I dunno about Mike, but I consider HTTP to be heavy-weight because an
HTTP GET transaction will likely be as costly in terms of both
bandwidth and latency as an SMTP transaction.
HTTP GET is one transaction, SMTP is multiple ones.
SMTP involves entire email message data which can arbitrary large in size,
where as public key or certificate retrieval is fairly fixed size data,
smaller then almost any email message.
I also think that there will be resistance by many mail admins and MTA
authors to adding in complete support for HTTP on their mail boxes.
How many unix systems do you know that don't have wget or equivalent?
Wget also comes as a library and there are at least 3 more libraries
available that do same thing. All such libraries just to get the data
are pretty small compared to real mail server. Adding support for simply
getting data out of HTTP is really not that hard (HTTP server is another
matter, but we have that well covered as well).
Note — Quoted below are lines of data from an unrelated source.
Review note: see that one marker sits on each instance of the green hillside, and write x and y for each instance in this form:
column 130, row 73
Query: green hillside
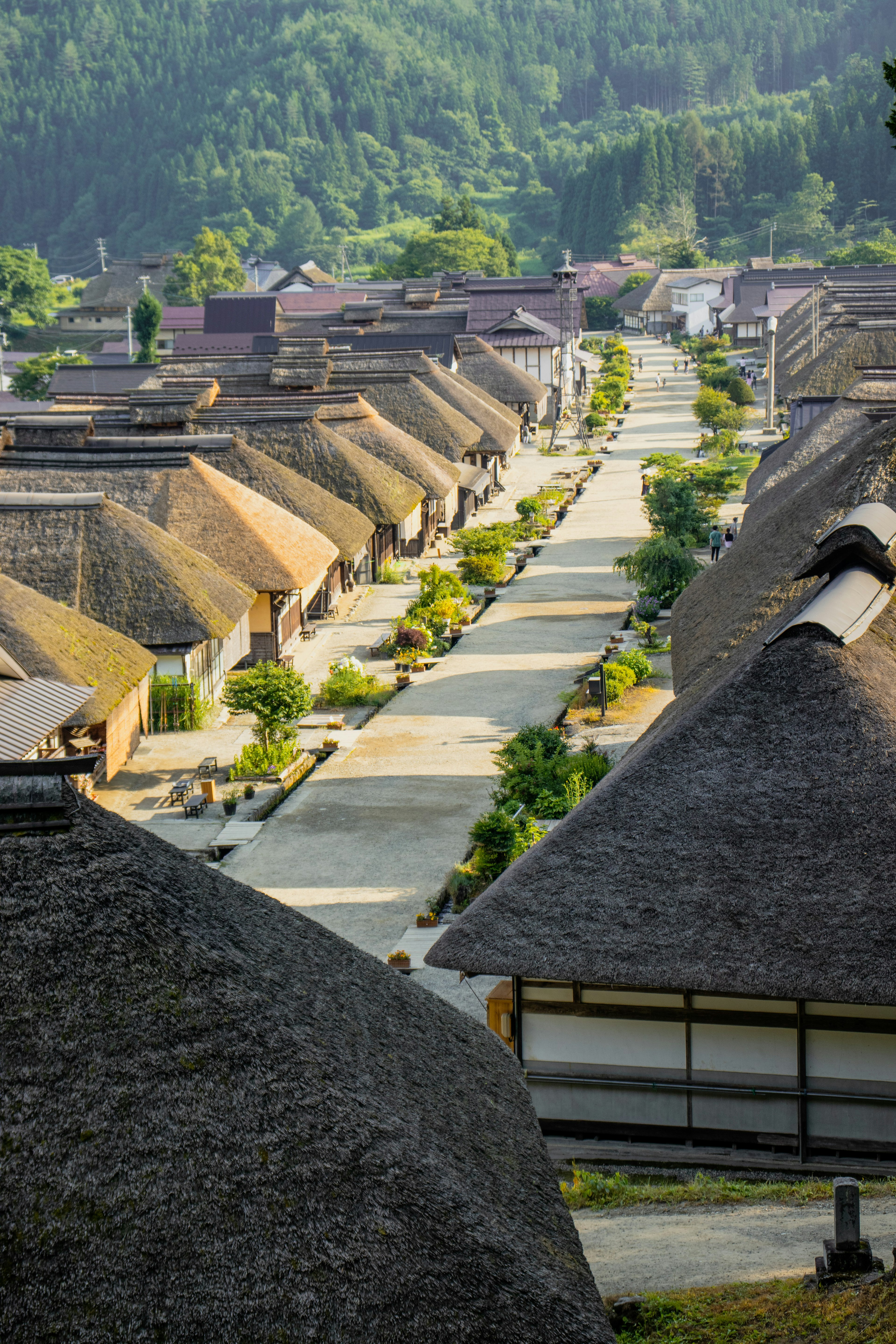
column 139, row 120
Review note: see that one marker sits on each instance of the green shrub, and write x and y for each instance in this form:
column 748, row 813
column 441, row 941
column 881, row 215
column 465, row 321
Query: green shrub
column 617, row 679
column 483, row 569
column 637, row 663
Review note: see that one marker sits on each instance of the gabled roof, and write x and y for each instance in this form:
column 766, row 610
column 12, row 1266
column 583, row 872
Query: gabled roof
column 240, row 1128
column 113, row 566
column 53, row 642
column 786, row 771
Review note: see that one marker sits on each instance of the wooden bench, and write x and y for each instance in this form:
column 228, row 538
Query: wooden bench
column 181, row 791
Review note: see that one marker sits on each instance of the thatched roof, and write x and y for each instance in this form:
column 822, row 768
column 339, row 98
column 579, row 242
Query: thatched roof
column 229, row 1124
column 499, row 433
column 733, row 854
column 113, row 566
column 365, row 427
column 346, row 527
column 338, row 466
column 719, row 619
column 259, row 543
column 54, row 642
column 835, row 368
column 500, row 378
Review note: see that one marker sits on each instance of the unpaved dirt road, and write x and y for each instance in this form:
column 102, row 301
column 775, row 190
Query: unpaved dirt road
column 637, row 1250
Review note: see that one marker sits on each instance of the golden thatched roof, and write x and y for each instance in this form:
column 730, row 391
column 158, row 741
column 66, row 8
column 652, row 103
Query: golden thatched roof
column 113, row 566
column 54, row 642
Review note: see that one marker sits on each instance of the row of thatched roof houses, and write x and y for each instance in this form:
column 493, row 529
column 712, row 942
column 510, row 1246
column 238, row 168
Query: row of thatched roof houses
column 211, row 509
column 700, row 953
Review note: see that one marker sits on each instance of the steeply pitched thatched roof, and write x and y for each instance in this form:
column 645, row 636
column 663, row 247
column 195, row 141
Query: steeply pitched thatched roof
column 769, row 823
column 363, row 425
column 338, row 466
column 346, row 526
column 499, row 435
column 259, row 543
column 719, row 619
column 500, row 378
column 120, row 569
column 53, row 642
column 237, row 1131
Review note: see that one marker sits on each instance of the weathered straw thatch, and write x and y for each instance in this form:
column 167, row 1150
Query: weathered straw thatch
column 230, row 1124
column 426, row 417
column 719, row 619
column 53, row 642
column 507, row 382
column 346, row 527
column 835, row 368
column 338, row 466
column 120, row 569
column 770, row 819
column 365, row 427
column 261, row 545
column 499, row 435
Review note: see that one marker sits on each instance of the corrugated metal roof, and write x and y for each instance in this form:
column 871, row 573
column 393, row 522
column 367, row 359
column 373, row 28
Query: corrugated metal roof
column 33, row 709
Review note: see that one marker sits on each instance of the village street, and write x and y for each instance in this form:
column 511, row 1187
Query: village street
column 369, row 839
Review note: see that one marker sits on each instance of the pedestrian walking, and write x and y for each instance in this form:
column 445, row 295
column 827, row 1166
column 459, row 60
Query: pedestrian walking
column 715, row 542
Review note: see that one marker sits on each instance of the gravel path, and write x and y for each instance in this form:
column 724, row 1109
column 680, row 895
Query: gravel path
column 637, row 1250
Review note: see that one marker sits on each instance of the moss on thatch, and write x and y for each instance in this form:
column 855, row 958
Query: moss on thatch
column 54, row 642
column 123, row 570
column 230, row 1124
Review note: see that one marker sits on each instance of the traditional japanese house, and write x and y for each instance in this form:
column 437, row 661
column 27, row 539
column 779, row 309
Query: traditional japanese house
column 253, row 539
column 42, row 642
column 696, row 955
column 259, row 1099
column 101, row 560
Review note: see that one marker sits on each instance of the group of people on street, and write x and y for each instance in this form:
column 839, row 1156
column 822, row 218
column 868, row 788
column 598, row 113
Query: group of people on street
column 718, row 539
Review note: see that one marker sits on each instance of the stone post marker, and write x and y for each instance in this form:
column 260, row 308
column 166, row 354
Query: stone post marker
column 847, row 1232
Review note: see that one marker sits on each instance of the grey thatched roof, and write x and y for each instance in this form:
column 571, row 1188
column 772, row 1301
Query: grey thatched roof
column 734, row 853
column 499, row 433
column 365, row 427
column 120, row 569
column 719, row 619
column 232, row 1124
column 500, row 378
column 346, row 526
column 253, row 539
column 53, row 642
column 338, row 466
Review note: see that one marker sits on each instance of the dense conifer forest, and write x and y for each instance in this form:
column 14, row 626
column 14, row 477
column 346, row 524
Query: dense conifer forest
column 140, row 120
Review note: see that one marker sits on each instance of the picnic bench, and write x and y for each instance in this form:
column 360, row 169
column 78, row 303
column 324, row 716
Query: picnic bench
column 181, row 791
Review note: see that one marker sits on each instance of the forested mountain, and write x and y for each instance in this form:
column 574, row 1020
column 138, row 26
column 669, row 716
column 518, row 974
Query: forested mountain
column 139, row 120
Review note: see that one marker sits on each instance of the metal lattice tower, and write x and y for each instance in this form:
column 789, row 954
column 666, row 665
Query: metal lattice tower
column 566, row 291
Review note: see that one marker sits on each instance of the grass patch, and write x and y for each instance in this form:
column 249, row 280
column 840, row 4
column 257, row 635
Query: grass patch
column 781, row 1312
column 597, row 1190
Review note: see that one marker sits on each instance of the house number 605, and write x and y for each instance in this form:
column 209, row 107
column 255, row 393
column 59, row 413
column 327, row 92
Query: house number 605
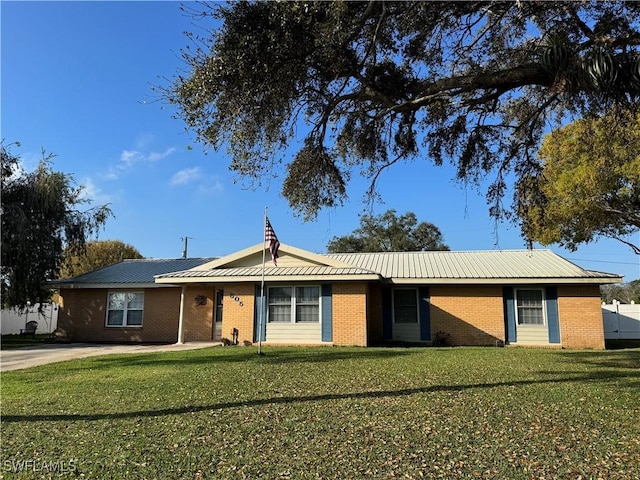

And, yeah, I expect that if you are going to allow HTTP, you will need
to do fairly complete HTTP support because people *will* expect things
like redirects to work.
Supporting redirect is not particularly hard, but if redirects is a
problem you can easily specify subset of HTTP that is expected to be
supported for purpose of public key or certificate retrieval.
Do you also consider SMTP or LDAP to be heavy-weight?
That depends on the context. Many people also consider SMTP
call-backs for SMTP transactions to be too heavy-weight.
I don't think SMTP call-backs is quite the same thing. To be fair,
I also don't think its quite that heavy-weight either (and many
do use it and it works for them, so clearly it can be used).